You have to get passionate about the process. It's a game of stacking your chips, one customer at a time in the beginning. The idea is to delegate and implement systems ASAP, and remove yourself from working in the company so you can start working on the company. I think this is where you are stuck.

In the beginning you have to program and make sales. So you want to make enough sales, as quickly as possible, so that you can hire a programmer, and remove yourself from that aspect of the business. Now your time is freed up to work strictly on sales. From there you want to sell sell sell, and build a sales system that you can hire a salesperson into. You want to be the captain of your ship. Not the first mate, deckhand, fireman, and navigator all at once.

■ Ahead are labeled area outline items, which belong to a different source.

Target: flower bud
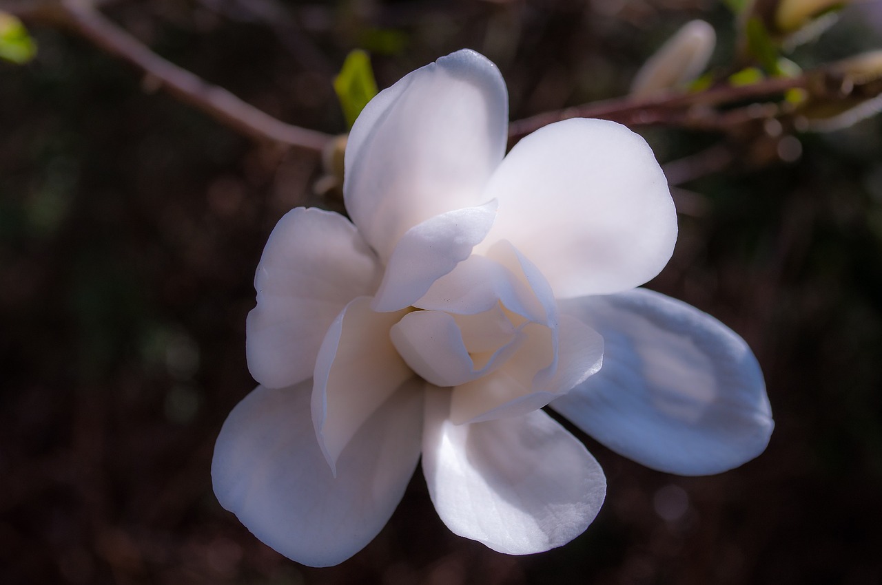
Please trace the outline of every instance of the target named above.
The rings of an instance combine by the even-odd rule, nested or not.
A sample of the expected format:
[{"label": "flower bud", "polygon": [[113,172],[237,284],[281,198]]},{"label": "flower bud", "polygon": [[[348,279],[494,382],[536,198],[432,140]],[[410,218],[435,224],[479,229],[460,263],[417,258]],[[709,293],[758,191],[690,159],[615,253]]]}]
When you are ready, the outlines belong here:
[{"label": "flower bud", "polygon": [[709,24],[686,23],[637,72],[631,94],[643,98],[689,83],[704,70],[715,44],[716,34]]},{"label": "flower bud", "polygon": [[796,112],[805,130],[846,128],[882,110],[882,49],[820,70],[810,99]]},{"label": "flower bud", "polygon": [[840,8],[848,0],[781,0],[775,11],[775,25],[783,33],[792,33],[823,12]]}]

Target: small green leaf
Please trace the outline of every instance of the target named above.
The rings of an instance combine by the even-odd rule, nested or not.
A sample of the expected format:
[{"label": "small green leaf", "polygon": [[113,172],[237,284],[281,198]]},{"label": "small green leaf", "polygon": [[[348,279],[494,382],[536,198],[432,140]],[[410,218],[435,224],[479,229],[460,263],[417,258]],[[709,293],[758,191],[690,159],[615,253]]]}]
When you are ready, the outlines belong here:
[{"label": "small green leaf", "polygon": [[751,5],[751,0],[723,0],[723,4],[736,14],[741,14]]},{"label": "small green leaf", "polygon": [[37,45],[21,20],[11,14],[0,12],[0,59],[20,65],[36,54]]},{"label": "small green leaf", "polygon": [[347,56],[340,75],[333,80],[333,88],[346,122],[352,128],[358,115],[377,95],[377,81],[367,53],[355,49]]},{"label": "small green leaf", "polygon": [[766,25],[757,17],[747,21],[747,50],[771,75],[778,75],[778,45],[772,40]]},{"label": "small green leaf", "polygon": [[747,67],[729,76],[729,83],[733,87],[752,85],[765,78],[763,72],[756,67]]}]

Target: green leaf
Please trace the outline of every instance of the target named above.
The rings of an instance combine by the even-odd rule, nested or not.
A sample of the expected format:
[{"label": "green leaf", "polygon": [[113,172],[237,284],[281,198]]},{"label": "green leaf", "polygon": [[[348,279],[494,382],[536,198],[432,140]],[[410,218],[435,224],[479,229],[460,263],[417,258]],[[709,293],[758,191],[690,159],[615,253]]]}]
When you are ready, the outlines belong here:
[{"label": "green leaf", "polygon": [[723,4],[736,14],[741,14],[752,4],[751,0],[723,0]]},{"label": "green leaf", "polygon": [[0,59],[20,65],[36,54],[37,45],[21,20],[11,14],[0,12]]},{"label": "green leaf", "polygon": [[729,83],[733,87],[741,87],[759,83],[765,78],[763,72],[756,67],[747,67],[729,76]]},{"label": "green leaf", "polygon": [[367,53],[355,49],[347,56],[340,75],[333,80],[333,88],[347,124],[352,128],[358,115],[377,95],[377,81]]},{"label": "green leaf", "polygon": [[781,74],[778,67],[778,45],[769,35],[766,25],[758,17],[747,21],[747,50],[771,75]]}]

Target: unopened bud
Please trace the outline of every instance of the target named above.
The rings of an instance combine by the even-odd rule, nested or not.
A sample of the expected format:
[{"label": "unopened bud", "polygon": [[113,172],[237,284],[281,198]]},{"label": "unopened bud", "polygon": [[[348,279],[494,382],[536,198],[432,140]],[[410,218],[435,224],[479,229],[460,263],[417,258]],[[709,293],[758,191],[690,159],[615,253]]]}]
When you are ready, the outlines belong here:
[{"label": "unopened bud", "polygon": [[848,0],[781,0],[775,11],[775,25],[782,33],[792,33],[827,11],[848,4]]},{"label": "unopened bud", "polygon": [[882,49],[819,70],[810,98],[796,111],[806,130],[846,128],[882,110]]},{"label": "unopened bud", "polygon": [[642,98],[682,87],[707,66],[715,45],[713,26],[704,20],[686,23],[643,64],[631,85],[631,94]]}]

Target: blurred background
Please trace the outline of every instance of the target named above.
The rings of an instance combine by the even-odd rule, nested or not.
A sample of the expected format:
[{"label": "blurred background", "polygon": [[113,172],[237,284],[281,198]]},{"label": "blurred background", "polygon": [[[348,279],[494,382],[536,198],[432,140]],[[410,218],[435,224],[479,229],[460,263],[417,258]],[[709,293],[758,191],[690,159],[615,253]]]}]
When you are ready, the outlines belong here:
[{"label": "blurred background", "polygon": [[[512,119],[627,93],[688,20],[729,63],[714,0],[305,4],[119,0],[102,11],[155,52],[286,122],[346,131],[332,82],[367,49],[380,87],[467,47],[498,64]],[[850,6],[803,67],[882,46],[879,3]],[[75,34],[30,26],[0,62],[0,582],[882,582],[882,119],[767,137],[639,128],[680,216],[649,286],[742,335],[776,421],[719,476],[653,471],[579,434],[609,491],[561,549],[508,557],[455,537],[422,474],[343,565],[303,567],[214,499],[227,414],[255,382],[245,315],[263,246],[316,193],[318,155],[258,145]],[[717,168],[689,159],[725,143]],[[685,162],[684,162],[685,161]],[[676,175],[676,176],[674,176]]]}]

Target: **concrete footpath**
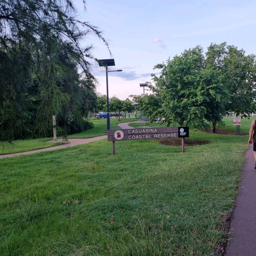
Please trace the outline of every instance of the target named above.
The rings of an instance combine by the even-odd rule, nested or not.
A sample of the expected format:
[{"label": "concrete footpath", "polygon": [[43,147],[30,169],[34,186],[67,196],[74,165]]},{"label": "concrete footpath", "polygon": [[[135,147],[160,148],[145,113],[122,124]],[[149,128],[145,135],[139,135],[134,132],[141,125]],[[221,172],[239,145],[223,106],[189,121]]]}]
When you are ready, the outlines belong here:
[{"label": "concrete footpath", "polygon": [[246,153],[246,162],[230,225],[231,235],[225,256],[256,255],[256,170],[252,148],[251,144]]},{"label": "concrete footpath", "polygon": [[[121,129],[129,129],[132,128],[129,126],[128,124],[130,122],[140,122],[140,121],[135,121],[134,122],[126,122],[125,123],[121,123],[118,124],[118,125]],[[26,151],[26,152],[21,152],[20,153],[15,153],[14,154],[9,154],[6,155],[0,155],[0,159],[1,158],[5,158],[8,157],[12,157],[13,156],[21,156],[22,155],[30,155],[32,154],[38,153],[39,152],[44,152],[45,151],[51,151],[52,150],[56,150],[60,148],[65,148],[69,147],[72,147],[78,145],[82,145],[82,144],[86,144],[89,143],[94,141],[106,139],[108,137],[107,135],[103,135],[102,136],[99,136],[98,137],[94,137],[88,139],[68,139],[68,142],[67,143],[61,145],[60,146],[55,146],[50,148],[41,148],[40,149],[37,149],[35,150],[32,150],[31,151]],[[58,139],[56,142],[62,142],[62,139]],[[48,142],[55,142],[54,140],[50,140]]]}]

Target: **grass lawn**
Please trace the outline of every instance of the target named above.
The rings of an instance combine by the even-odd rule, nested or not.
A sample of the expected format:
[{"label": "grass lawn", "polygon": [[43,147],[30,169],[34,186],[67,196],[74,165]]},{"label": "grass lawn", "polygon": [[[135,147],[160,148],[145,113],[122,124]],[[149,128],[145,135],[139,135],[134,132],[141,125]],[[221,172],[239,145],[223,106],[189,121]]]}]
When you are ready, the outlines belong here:
[{"label": "grass lawn", "polygon": [[[138,121],[139,119],[135,118],[122,118],[120,120],[118,118],[111,118],[110,119],[110,129],[119,129],[120,127],[117,124],[127,122]],[[106,135],[107,132],[107,119],[92,119],[92,122],[94,124],[94,126],[92,129],[84,131],[79,133],[68,135],[70,138],[87,138],[102,135]]]},{"label": "grass lawn", "polygon": [[112,156],[104,140],[0,160],[1,256],[210,256],[226,241],[248,138],[190,133],[211,143],[181,154],[116,142]]},{"label": "grass lawn", "polygon": [[47,142],[51,140],[52,140],[52,138],[44,138],[30,140],[18,140],[13,141],[12,144],[6,142],[3,143],[2,146],[0,144],[0,155],[34,150],[62,144],[61,142]]},{"label": "grass lawn", "polygon": [[[138,119],[126,118],[126,119],[121,119],[119,120],[118,118],[111,118],[110,119],[110,128],[111,129],[118,129],[118,126],[117,126],[117,124],[136,120],[138,120]],[[92,120],[92,122],[94,124],[93,128],[79,133],[69,135],[68,138],[88,138],[101,136],[107,134],[106,119],[94,119]],[[46,142],[47,141],[51,140],[52,140],[52,138],[19,140],[13,141],[12,145],[6,142],[3,144],[3,146],[0,146],[0,155],[29,151],[40,148],[49,148],[62,144],[62,143],[59,142]]]}]

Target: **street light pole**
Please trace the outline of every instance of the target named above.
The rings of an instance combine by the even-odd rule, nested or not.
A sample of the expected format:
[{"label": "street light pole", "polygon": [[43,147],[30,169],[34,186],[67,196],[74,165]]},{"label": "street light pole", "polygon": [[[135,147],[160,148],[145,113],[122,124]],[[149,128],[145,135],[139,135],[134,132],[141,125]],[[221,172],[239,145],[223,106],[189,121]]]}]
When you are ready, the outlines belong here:
[{"label": "street light pole", "polygon": [[107,130],[110,129],[110,122],[109,113],[109,100],[108,98],[108,72],[114,72],[117,71],[120,72],[122,71],[122,69],[116,70],[108,70],[108,67],[111,66],[115,66],[115,61],[114,59],[108,59],[106,60],[98,60],[98,62],[100,67],[104,66],[106,68],[106,77],[107,84]]},{"label": "street light pole", "polygon": [[110,129],[110,123],[109,117],[109,100],[108,100],[108,64],[106,64],[106,77],[107,84],[107,130]]},{"label": "street light pole", "polygon": [[[148,84],[147,84],[146,83],[143,83],[143,84],[140,84],[140,86],[141,87],[143,87],[143,95],[145,96],[145,86],[148,86]],[[147,90],[147,89],[146,89],[146,90],[148,91],[148,90]]]}]

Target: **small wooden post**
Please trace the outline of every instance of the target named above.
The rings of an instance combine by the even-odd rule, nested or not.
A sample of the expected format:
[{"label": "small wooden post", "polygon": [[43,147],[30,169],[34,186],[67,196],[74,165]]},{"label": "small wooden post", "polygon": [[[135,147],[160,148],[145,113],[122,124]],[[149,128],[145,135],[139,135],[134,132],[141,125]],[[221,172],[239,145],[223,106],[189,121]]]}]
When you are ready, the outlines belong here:
[{"label": "small wooden post", "polygon": [[116,154],[116,148],[115,148],[115,142],[113,140],[112,144],[112,147],[113,148],[113,155],[114,156]]},{"label": "small wooden post", "polygon": [[182,152],[184,153],[185,152],[185,138],[182,137]]},{"label": "small wooden post", "polygon": [[52,123],[53,124],[53,140],[57,140],[57,131],[56,130],[56,116],[52,116]]}]

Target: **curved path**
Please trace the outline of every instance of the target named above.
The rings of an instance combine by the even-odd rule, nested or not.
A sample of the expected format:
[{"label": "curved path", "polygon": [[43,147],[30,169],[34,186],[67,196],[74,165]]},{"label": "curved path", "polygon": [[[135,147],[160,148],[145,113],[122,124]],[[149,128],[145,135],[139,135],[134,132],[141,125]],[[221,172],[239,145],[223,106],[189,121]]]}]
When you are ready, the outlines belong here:
[{"label": "curved path", "polygon": [[[118,124],[118,125],[122,129],[128,129],[132,128],[131,126],[128,125],[129,123],[131,122],[140,122],[140,121],[135,121],[134,122],[126,122],[125,123],[121,123]],[[108,137],[107,135],[103,135],[102,136],[99,136],[98,137],[94,137],[88,139],[68,139],[68,142],[61,145],[60,146],[55,146],[49,148],[41,148],[40,149],[37,149],[35,150],[31,150],[31,151],[26,151],[25,152],[20,152],[20,153],[14,153],[14,154],[9,154],[6,155],[0,155],[0,159],[1,158],[5,158],[9,157],[12,157],[13,156],[16,156],[22,155],[30,155],[32,154],[35,153],[38,153],[38,152],[44,152],[45,151],[50,151],[52,150],[55,150],[60,148],[65,148],[69,147],[72,147],[78,145],[82,145],[82,144],[86,144],[93,141],[96,141],[106,139]],[[59,139],[57,140],[56,142],[62,142],[62,139]],[[50,140],[48,142],[54,142],[54,140]]]},{"label": "curved path", "polygon": [[256,255],[256,170],[252,148],[251,144],[246,153],[246,162],[230,225],[231,236],[225,256]]}]

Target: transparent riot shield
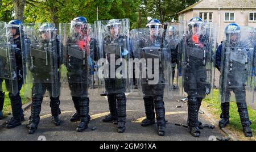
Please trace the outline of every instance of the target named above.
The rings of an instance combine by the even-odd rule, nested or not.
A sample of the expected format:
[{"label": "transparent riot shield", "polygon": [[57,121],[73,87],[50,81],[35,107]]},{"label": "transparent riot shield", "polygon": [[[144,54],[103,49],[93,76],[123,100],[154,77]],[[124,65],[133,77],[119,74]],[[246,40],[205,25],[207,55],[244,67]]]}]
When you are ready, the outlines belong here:
[{"label": "transparent riot shield", "polygon": [[212,98],[214,55],[216,49],[215,24],[183,22],[180,24],[179,49],[184,96]]},{"label": "transparent riot shield", "polygon": [[249,28],[227,32],[222,44],[220,96],[222,103],[253,104],[255,89],[255,45]]},{"label": "transparent riot shield", "polygon": [[176,24],[169,23],[166,29],[165,33],[164,46],[164,47],[171,54],[171,68],[170,73],[168,74],[171,77],[171,82],[172,85],[170,86],[170,89],[172,90],[173,95],[175,96],[180,96],[181,95],[181,90],[180,88],[182,83],[182,77],[180,74],[181,69],[179,61],[179,50],[178,45],[179,40],[179,26]]},{"label": "transparent riot shield", "polygon": [[95,39],[93,25],[77,22],[61,23],[60,52],[64,52],[61,67],[61,92],[72,96],[88,97],[92,85]]},{"label": "transparent riot shield", "polygon": [[40,98],[47,91],[50,96],[59,96],[60,44],[54,24],[28,23],[24,29],[30,40],[27,53],[23,54],[25,96]]},{"label": "transparent riot shield", "polygon": [[[0,22],[0,91],[16,95],[18,92],[15,51],[11,28]],[[5,85],[3,85],[4,82]]]},{"label": "transparent riot shield", "polygon": [[171,52],[163,47],[162,31],[159,33],[151,36],[149,29],[132,32],[135,78],[141,95],[172,98]]},{"label": "transparent riot shield", "polygon": [[129,92],[133,78],[129,74],[130,22],[129,19],[98,21],[96,37],[99,60],[97,76],[101,95]]}]

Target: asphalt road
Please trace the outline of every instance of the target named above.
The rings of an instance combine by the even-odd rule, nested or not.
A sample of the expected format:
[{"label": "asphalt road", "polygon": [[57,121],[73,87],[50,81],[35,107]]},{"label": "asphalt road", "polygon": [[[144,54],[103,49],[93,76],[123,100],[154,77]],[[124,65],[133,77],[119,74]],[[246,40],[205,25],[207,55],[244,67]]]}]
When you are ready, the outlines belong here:
[{"label": "asphalt road", "polygon": [[[177,102],[177,99],[165,100],[166,119],[168,121],[166,129],[166,136],[159,136],[156,126],[147,127],[141,126],[140,122],[145,116],[144,103],[141,96],[133,94],[127,96],[126,130],[124,133],[117,133],[117,125],[112,123],[104,123],[103,117],[108,114],[108,104],[106,98],[100,96],[96,90],[90,90],[93,95],[90,99],[90,115],[92,120],[89,128],[82,133],[76,132],[77,123],[71,123],[69,118],[75,112],[73,102],[68,91],[61,98],[60,115],[61,124],[55,126],[51,122],[49,98],[45,98],[42,105],[41,120],[36,132],[33,135],[27,133],[26,125],[28,123],[30,109],[25,111],[27,121],[22,125],[12,129],[8,129],[2,125],[0,126],[0,140],[38,140],[43,136],[47,140],[142,140],[142,141],[205,141],[210,136],[223,137],[224,134],[217,127],[214,129],[204,129],[200,138],[190,135],[188,129],[175,125],[175,123],[185,124],[187,118],[187,105],[184,102]],[[181,108],[176,108],[181,105]],[[200,120],[210,124],[209,118],[204,114],[199,114]],[[0,124],[4,124],[1,120]],[[92,129],[96,129],[92,130]]]}]

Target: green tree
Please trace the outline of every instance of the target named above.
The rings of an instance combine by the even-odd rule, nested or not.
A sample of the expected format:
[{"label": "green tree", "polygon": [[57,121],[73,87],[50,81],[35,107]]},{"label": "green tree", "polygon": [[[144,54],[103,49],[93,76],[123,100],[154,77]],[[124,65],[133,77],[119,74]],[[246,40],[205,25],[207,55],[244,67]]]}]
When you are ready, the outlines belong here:
[{"label": "green tree", "polygon": [[9,22],[14,18],[14,9],[11,0],[0,0],[0,20]]}]

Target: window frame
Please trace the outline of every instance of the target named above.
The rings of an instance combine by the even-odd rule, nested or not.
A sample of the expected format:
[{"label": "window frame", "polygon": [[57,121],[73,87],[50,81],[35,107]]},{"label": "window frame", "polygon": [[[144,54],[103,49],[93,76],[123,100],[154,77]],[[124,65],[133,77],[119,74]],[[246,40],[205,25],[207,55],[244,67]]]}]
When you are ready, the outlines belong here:
[{"label": "window frame", "polygon": [[[226,14],[228,13],[229,14],[229,20],[226,20]],[[234,14],[234,20],[230,20],[230,14]],[[224,22],[236,22],[236,12],[225,12],[224,13]]]},{"label": "window frame", "polygon": [[[207,19],[205,19],[205,14],[207,15]],[[212,14],[212,19],[210,19],[210,14]],[[201,14],[201,15],[200,15],[200,14]],[[199,12],[199,16],[200,16],[200,18],[204,22],[212,22],[213,21],[213,12],[205,12],[205,11]]]},{"label": "window frame", "polygon": [[[250,14],[253,14],[253,20],[250,20]],[[248,13],[248,21],[249,22],[256,22],[256,12],[249,12]]]}]

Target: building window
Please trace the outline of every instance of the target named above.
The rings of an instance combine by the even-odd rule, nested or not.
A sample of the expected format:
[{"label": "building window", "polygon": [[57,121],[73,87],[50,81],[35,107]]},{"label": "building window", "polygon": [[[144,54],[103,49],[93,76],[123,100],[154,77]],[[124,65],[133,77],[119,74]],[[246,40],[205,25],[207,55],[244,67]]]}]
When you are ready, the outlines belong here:
[{"label": "building window", "polygon": [[250,22],[256,22],[256,12],[249,12]]},{"label": "building window", "polygon": [[234,22],[235,19],[234,12],[226,12],[225,14],[225,22]]},{"label": "building window", "polygon": [[199,17],[204,22],[212,22],[212,12],[201,12]]}]

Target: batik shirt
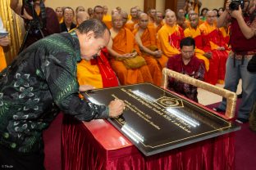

Perhaps programming apps just isn't for you. You said you would lift weights all day everyday if it paid. There is huge opportunity in the unsexy, offline world. Everyday millions are made building, installing, and maintaining physical products and services. You might find it easier to spark passion and find satisfaction in this sector.

You’ll still have to follow the process of build, sell, implement systems, hire, and repeat. Don’t stay working in the business longer than absolutely necessary.
Thanks. I guess my first step is to determine what offering to build. I get 100% discouraged when I see others executing well on the idea. Then what’s the point? I don’t get how MJ wasn’t discouraged when he saw others doing similar Limo websites. Pretty much all offerings suit my needs in the marketplace. Incremental changes to current competitor execution, gets easily duplicated.

Ideas that have massive value potential aren’t really hustle based (human capital) but monetary capital. Plastic problem, renewable energy, etc.